From 1 January 2011, the trust can undertake a level of discretionary spending that is not directly related to the care and accommodation needs of the beneficiary. The discretionary spending must be for the benefit of the beneficiary. The limit was initially set at $10,000 on 1 January 2011 and is indexed on 1 July each year to the CPI. The discretionary amount can be expended in a financial year. This allows special disability trusts greater flexibility to meet additional costs relating to the beneficiary's health, wellbeing, recreation, independence and social inclusion.

The following are some examples of what the trust can pay for from the discretionary amount as they are not considered reasonable care needs:

  • food
  • household items for the beneficiary
  • toiletries such as toothpaste, toilet paper, soap, shampoo, sanitary pads and tampons
  • vehicle maintenance and vehicle-related expenses other than those required for, or because of, the principal beneficiary's disability
  • vehicle registration and insurance
  • petrol for vehicle
  • recreation and leisure activities
  • computer, except if the computer is essential for communication because of the principal beneficiary's disability
  • communication devices unless modified because of the principal beneficiary's disability
  • therapy that is not required for, or because of, the principal beneficiary's disability or that is not approved in writing by a medical practitioner
  • capital improvements to the principal beneficiary's place of residence not arising from his or her disability
  • building and content insurance
  • payment of utilities charges in connection with the principal beneficiary's place of residence
  • household cleaning services
  • clothing and footwear that is not required for, or because of, the principle beneficiary's disability, and
  • life skills and social inclusion workshops.

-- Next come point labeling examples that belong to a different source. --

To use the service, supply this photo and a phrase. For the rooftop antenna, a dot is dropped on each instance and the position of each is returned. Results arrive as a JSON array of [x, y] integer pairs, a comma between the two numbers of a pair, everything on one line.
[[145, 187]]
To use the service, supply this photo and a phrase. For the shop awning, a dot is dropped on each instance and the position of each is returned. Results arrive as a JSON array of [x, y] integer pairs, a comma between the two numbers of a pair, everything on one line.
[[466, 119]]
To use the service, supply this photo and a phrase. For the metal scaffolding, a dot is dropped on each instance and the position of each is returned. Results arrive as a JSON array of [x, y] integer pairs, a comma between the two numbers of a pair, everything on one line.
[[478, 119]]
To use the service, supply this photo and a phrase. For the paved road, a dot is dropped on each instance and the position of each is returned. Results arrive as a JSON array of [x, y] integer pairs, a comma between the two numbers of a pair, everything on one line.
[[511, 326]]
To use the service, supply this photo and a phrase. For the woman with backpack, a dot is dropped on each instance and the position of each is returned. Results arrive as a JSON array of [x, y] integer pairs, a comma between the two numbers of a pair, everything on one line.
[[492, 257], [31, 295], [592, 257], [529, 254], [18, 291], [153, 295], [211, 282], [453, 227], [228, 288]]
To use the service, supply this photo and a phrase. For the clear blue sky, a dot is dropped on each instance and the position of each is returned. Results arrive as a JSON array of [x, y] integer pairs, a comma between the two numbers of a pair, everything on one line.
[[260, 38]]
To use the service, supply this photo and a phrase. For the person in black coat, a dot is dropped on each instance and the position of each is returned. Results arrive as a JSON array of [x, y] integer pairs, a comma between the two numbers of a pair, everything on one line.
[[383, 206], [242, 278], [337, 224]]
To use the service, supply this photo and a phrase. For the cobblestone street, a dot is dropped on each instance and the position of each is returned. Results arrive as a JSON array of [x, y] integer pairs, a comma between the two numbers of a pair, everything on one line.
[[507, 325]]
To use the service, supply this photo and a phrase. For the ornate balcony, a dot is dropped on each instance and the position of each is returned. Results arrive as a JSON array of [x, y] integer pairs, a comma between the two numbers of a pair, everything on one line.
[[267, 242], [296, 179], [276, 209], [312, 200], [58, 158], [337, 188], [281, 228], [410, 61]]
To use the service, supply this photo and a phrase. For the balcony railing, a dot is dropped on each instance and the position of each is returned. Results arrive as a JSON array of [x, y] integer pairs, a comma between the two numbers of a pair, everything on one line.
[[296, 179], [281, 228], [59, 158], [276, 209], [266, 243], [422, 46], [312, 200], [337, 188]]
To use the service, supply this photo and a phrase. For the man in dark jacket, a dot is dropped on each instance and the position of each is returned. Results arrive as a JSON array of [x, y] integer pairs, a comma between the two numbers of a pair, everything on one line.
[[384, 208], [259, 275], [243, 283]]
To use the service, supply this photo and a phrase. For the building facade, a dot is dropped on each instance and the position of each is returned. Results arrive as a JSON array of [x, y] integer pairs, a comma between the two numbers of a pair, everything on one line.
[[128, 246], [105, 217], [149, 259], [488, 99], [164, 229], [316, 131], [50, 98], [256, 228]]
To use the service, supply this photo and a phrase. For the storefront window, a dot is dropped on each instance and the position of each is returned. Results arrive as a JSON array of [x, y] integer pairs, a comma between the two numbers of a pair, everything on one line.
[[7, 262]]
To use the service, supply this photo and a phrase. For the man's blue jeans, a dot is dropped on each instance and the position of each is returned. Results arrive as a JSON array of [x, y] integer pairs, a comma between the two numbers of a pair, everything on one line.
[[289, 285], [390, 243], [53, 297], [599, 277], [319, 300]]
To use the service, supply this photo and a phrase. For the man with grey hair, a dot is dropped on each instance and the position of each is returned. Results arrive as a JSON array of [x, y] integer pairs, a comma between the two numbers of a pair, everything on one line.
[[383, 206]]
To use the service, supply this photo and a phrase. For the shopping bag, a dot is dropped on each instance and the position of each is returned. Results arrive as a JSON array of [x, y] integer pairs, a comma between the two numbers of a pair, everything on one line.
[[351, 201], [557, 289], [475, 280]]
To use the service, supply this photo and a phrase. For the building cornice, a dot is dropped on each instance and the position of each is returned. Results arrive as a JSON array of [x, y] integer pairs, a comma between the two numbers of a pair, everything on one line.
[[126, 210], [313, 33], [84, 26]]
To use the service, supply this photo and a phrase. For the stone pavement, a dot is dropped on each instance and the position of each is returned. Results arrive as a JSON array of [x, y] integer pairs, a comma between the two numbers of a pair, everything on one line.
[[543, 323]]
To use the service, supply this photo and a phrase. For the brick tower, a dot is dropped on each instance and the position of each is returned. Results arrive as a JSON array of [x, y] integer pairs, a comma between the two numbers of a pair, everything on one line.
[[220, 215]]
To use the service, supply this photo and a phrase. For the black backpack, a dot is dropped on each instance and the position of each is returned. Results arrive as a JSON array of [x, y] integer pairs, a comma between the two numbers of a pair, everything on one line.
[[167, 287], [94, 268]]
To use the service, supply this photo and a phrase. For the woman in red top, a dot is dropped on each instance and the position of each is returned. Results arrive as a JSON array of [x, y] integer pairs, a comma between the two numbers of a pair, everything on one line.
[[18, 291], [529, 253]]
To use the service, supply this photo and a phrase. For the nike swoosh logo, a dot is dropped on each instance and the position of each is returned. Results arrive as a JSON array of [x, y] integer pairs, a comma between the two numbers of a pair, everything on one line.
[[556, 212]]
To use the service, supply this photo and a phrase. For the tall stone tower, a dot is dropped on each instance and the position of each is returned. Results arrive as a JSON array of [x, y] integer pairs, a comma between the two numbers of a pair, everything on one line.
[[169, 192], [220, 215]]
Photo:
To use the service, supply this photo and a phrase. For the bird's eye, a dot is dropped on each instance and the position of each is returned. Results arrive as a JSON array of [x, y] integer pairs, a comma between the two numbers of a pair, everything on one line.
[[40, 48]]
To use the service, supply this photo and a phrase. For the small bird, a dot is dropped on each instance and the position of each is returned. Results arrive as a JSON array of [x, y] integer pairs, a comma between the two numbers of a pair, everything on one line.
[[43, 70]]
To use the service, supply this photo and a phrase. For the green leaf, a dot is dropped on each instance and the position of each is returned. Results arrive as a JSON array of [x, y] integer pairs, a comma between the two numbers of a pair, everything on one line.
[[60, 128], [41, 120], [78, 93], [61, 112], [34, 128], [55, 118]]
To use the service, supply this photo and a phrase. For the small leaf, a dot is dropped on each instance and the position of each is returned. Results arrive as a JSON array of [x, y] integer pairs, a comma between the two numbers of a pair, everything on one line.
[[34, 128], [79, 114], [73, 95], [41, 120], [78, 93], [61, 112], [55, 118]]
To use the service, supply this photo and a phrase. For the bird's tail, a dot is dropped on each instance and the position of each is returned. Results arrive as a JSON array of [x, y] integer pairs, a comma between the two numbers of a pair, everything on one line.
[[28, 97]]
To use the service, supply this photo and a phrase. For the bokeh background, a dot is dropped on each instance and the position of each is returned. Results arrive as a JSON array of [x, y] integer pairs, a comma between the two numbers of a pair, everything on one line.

Receipts of expenditure will need to be included in the yearly financial statements.

The following table shows the historical discretionary spending limit per financial year.

Date Discretionary amount
01/01/2011 $10,000
01/07/2011 $10,250
01/07/2012 $10,500
01/07/2013 $10,750
01/07/2014 $11,000
01/07/2015 $11,250
01/07/2016 $11,500
01/07/2017 $11,750
01/07/2018 $12,000
01/07/2019 $12,250
01/07/2020 $12,500
01/07/2021 $12,500
01/07/2022 $13,000
01/07/2023 $14,000

Prohibition on payment of immediate family members

The trustee cannot pay any immediate family member for providing care or for services provided to the principal beneficiary. Any paid care or service must be provided by an arms-length employee of the special disability trust, for example, nurse, physiotherapist, cleaning, mechanical services etc.

Act reference: SSAct section 23(1) Dictionary

Incidental benefit from expenditure

Where another party (not the principal beneficiary) benefits from expenditure that was incurred for the principal beneficiary, the expenditure is allowable where the other party's benefit was of a non-cash nature, minor and provided on a basis that is infrequent and irregular.